Blog - Richard Corbett MEP

UK Labour MEP for Yorkshire and the Humber (visit his website at www.richardcorbett.org.uk)

Wednesday, July 02, 2008

Reconsidering Thatcher, Major and Europe with some help from Boris Johnson

Going through a long overdue paper clearout of my office, I came across a fascinating article by Boris Johnson (written back in 1995 when he was still a humble hack for the Daily Telegraph) on the similarities between Margaret Thatcher and John Major.

If the attitudes of public opinion and political commentators are anything to go by, the passage of time has been much kinder to her legacy than to Major, whose premiership is often ranked alongside that of Anthony Eden as the least distinguished in post-war British politics.

However, Johnson's thesis is somewhat different and there were some passages in his article that were particularly striking. For example, he points out that taxation as a proportion of GDP soared from 34% under the Callaghan government in 1979 to 40% in 1983 under the Conservatives and was higher during the Thatcher era than it was for the majority of Major's premiership. Similarly, Johnson quotes spending statistics on social security spending which rose from £17 billion to £60 billion by the time Thatcher left office. Admittedly, these figures have to be taken into context. The massive hike in spending was, of course, not because Thatcher was committed to a benevolent welfare policy but rather the result of the near tripling of unemployment to over 3million during her time as Prime Minister. Nonetheless, the statistics are still at odds with Thatcherite claims that their heroine stood for lower taxes and lower welfare spending.

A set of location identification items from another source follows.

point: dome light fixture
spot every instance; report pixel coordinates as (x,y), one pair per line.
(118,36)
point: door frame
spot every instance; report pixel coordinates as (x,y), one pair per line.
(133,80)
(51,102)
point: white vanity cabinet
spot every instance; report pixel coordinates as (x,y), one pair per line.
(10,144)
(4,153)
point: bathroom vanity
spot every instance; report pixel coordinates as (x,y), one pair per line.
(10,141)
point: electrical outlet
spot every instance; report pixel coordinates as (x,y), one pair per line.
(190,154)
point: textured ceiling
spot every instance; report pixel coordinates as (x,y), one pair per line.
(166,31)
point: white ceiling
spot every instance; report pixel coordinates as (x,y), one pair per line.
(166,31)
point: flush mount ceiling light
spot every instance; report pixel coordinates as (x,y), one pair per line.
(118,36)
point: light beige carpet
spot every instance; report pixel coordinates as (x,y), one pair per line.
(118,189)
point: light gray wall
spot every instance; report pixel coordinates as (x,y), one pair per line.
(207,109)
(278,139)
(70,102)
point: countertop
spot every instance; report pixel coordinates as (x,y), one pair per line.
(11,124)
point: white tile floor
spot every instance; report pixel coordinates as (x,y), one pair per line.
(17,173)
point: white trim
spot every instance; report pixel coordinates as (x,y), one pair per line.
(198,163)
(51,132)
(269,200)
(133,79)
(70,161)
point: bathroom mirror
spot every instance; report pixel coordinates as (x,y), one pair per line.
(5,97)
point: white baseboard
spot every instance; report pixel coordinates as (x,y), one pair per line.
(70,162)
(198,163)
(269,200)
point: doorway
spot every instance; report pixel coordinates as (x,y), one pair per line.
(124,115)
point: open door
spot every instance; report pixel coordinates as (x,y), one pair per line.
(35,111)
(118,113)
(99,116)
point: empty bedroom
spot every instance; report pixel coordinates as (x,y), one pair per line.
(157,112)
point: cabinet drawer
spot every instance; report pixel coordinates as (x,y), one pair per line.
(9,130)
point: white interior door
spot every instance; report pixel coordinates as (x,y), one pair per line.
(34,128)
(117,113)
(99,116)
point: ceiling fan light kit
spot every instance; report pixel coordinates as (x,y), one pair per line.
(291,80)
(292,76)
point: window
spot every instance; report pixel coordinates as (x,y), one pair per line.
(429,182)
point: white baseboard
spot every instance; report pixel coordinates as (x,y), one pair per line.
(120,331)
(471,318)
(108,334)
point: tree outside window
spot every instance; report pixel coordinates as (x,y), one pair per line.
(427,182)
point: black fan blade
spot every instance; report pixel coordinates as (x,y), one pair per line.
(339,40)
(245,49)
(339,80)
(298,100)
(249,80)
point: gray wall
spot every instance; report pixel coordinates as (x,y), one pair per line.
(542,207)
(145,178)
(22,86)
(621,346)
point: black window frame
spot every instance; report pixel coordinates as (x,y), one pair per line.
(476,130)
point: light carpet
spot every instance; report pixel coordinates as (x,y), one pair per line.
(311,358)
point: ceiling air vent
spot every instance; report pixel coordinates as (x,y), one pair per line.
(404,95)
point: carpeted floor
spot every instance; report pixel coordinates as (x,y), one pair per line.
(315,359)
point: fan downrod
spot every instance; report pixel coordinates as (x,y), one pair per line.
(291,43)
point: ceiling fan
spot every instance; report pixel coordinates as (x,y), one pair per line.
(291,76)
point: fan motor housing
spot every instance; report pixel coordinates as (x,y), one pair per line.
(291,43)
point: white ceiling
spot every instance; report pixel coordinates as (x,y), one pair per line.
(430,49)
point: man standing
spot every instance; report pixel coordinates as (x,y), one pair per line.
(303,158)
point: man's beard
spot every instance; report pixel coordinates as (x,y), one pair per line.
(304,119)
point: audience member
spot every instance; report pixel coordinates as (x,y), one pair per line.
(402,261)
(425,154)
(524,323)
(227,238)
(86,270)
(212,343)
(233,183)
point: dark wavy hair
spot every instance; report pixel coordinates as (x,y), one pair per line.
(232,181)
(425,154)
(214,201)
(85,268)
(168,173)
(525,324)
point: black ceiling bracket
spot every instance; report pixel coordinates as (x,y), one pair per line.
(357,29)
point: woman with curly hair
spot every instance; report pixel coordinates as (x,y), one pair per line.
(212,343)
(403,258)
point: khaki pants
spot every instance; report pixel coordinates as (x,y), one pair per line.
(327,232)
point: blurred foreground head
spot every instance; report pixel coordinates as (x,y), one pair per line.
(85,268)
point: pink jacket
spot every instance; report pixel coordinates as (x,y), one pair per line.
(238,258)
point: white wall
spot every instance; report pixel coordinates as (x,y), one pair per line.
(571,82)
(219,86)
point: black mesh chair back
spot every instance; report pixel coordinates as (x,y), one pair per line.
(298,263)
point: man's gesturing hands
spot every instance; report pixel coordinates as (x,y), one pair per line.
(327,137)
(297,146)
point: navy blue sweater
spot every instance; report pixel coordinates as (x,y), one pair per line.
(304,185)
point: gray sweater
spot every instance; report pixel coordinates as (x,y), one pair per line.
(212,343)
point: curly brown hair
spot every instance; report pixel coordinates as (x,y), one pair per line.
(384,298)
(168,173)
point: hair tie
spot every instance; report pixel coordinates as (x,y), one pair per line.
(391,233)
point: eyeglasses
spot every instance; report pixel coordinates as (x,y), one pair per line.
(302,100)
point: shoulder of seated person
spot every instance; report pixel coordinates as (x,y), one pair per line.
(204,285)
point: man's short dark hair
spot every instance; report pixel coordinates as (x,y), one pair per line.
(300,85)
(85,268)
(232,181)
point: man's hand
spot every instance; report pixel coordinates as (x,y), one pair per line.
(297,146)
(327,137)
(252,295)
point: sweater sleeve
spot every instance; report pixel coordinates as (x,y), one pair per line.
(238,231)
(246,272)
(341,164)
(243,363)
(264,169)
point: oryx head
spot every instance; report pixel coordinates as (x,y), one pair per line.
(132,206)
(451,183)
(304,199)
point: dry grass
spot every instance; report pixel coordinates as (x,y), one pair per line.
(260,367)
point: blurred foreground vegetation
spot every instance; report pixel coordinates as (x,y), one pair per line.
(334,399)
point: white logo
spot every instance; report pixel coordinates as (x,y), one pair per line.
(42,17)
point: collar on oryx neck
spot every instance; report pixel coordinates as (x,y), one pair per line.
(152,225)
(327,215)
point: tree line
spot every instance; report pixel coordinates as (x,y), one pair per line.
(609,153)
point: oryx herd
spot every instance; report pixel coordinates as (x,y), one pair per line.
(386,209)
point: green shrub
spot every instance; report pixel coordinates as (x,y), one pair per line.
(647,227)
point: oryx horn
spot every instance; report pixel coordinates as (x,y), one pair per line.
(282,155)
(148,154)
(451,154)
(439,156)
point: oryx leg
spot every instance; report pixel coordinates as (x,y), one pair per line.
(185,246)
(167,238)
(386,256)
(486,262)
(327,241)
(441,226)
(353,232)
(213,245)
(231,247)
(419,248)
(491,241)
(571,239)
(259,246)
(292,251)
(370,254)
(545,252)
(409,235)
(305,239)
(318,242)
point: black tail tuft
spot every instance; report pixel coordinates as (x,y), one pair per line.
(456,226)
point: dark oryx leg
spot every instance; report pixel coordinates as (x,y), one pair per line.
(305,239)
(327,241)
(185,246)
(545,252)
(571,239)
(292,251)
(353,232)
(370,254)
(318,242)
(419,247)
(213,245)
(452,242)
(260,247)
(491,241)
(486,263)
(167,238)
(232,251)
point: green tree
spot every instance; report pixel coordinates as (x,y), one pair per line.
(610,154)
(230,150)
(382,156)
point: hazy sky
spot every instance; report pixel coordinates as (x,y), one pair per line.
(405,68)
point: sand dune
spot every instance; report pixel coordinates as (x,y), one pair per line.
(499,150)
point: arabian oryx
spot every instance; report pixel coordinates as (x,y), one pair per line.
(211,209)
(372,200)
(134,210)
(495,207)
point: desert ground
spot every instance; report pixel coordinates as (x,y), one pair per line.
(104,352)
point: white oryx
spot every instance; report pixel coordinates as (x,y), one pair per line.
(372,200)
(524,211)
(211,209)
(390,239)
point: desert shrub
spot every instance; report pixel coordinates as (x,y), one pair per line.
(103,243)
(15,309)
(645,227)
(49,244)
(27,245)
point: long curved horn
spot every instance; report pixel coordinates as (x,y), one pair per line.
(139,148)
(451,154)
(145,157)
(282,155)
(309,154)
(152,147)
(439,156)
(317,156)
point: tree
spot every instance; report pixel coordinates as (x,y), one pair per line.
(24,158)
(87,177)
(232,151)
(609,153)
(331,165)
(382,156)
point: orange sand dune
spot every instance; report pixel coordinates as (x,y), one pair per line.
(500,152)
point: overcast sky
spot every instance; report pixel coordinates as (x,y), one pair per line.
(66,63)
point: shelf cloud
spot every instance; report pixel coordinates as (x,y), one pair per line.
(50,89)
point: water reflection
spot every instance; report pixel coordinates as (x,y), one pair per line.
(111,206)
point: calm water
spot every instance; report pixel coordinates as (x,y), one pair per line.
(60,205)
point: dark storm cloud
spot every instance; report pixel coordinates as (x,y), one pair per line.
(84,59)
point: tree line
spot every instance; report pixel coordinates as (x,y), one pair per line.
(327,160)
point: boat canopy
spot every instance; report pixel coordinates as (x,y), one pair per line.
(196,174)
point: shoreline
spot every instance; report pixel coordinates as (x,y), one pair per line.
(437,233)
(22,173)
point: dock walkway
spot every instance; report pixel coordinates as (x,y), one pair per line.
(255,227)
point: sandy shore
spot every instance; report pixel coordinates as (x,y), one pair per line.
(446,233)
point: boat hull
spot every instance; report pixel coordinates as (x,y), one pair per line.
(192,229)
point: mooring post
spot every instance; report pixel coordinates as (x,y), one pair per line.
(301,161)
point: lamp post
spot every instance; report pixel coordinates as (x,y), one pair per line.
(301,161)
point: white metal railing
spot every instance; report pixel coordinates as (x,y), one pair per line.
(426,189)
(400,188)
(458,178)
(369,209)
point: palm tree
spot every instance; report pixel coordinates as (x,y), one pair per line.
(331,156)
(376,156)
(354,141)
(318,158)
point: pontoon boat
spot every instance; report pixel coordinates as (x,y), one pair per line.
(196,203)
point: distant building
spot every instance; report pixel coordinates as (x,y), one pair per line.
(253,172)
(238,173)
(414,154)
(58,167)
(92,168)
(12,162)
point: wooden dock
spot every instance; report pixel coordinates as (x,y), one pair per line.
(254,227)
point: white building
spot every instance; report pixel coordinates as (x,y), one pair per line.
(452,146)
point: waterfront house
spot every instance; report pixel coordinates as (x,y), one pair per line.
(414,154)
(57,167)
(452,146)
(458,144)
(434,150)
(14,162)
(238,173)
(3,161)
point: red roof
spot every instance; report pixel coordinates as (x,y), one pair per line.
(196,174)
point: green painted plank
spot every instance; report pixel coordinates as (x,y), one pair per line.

Similarly, on Europe, one of the more ironic features of recent British politics that Margaret Thatcher is a heroine to Eurosceptics despite being, in many ways, one of the most integrationist Prime Ministers. While Major's handling of the Maastricht Treaty is commonly regarded as the great betrayal by British Eurosceptics, as Johnson points out, the Single European Act agreed and ratified by the Thatcher government was "a more significant European treaty", adding that "if ever a crucial constitutional change was swept under the carpet, it was the Single European Act, forced through the Commons at dead of night by means of a guillotine procedure". Meanwhile, Britain's membership of the Exchange Rate Mechanism (one of the biggest single factors that brought down the Major government when the unsustainably high exchange rate at which the government chose to join of 2.95 Deutschemarks to the pound led to Black Wednesday, costing the exchequer £15bn in a day, and causing British withdrawal from the ERM) was agreed, not by Major, but by Mrs Thatcher!

Johnson's article finishes by posing a question: was Thatcher's record really better or was it that "she better disguised her failures"? It seems pretty clear that the new Mayor of London, and most powerful office-holding Conservative politician in Britain, tends towards the latter.